波乱万丈の人生を送った兼続だが、与板城主時代の面影を求めて、直江津駅から信越本線に乗り長岡駅へ向かうことにする。
途中の柿崎駅~米山駅、青海川(おうみがわ)駅~鯨波駅では日本海の荒波が打ち寄せる海岸線を走るので、座席の温かさに誘われての居眠りは厳禁区間だ。
さて、長岡駅の北西約10kmにある与板(長岡市与板町)は、上杉家の重臣・直江景綱の娘・お船(せん)と結婚し、愛を育んだ地。いまも城下町の面影が残る落ち着いた町である。
町歩きのスタート地点は1月10日にオープンした「まちの駅よいた」がいい。

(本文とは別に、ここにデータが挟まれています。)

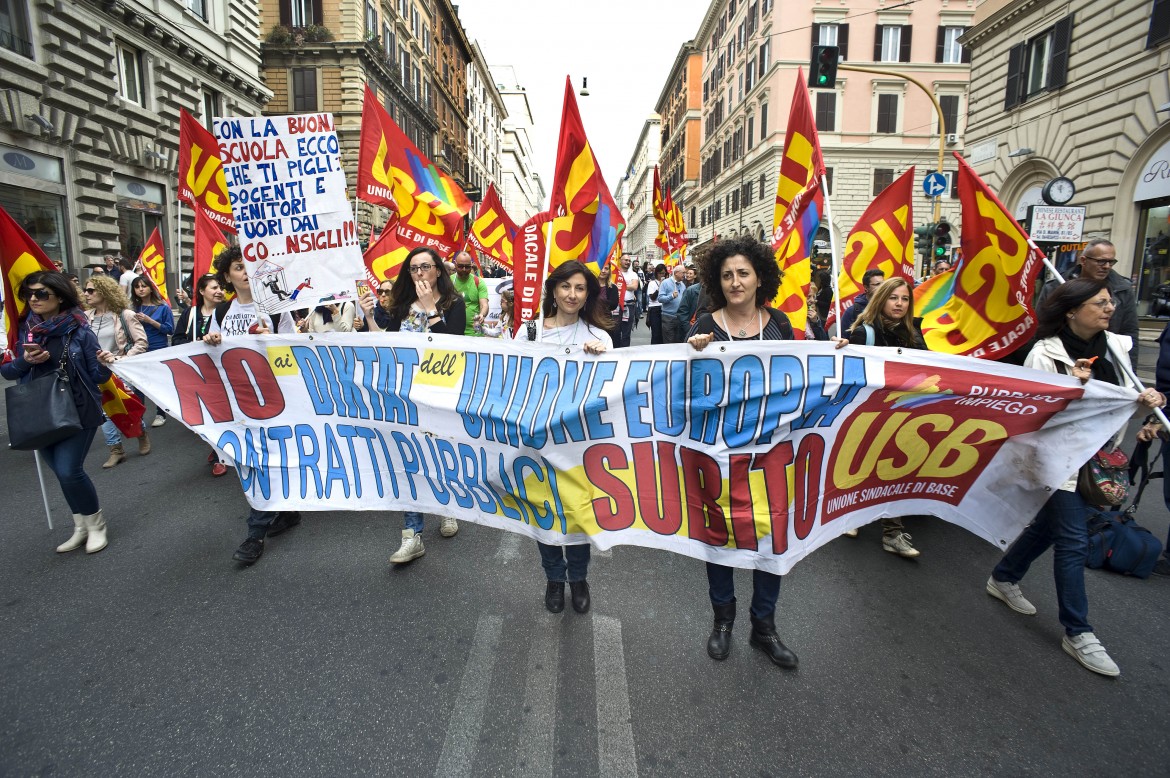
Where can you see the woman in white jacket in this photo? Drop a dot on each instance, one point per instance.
(1073, 341)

観光案内所、無料休憩所として利用でき、『天地人』関連グッズがある他、レンタサイクル(4~11月)もあり、町並み散策の拠点。
また、「愛」一字を兜の前立てに掲げて戦場を駆け抜けた兼続の「愛」の甲冑(複製)、書状などは兼続・お船ミュージアム(与板歴史民俗資料館)で見学ができ、城山と呼ばれ、兼続の居城だった与板城の山頂からは与板の町が一望できる。
なお、お船が生まれた直江家の屋敷があったと伝えられる光西寺隣接地に、『天地人』原作者の火坂雅志さんが揮ごうした「お船の方生誕御館跡」の碑がある。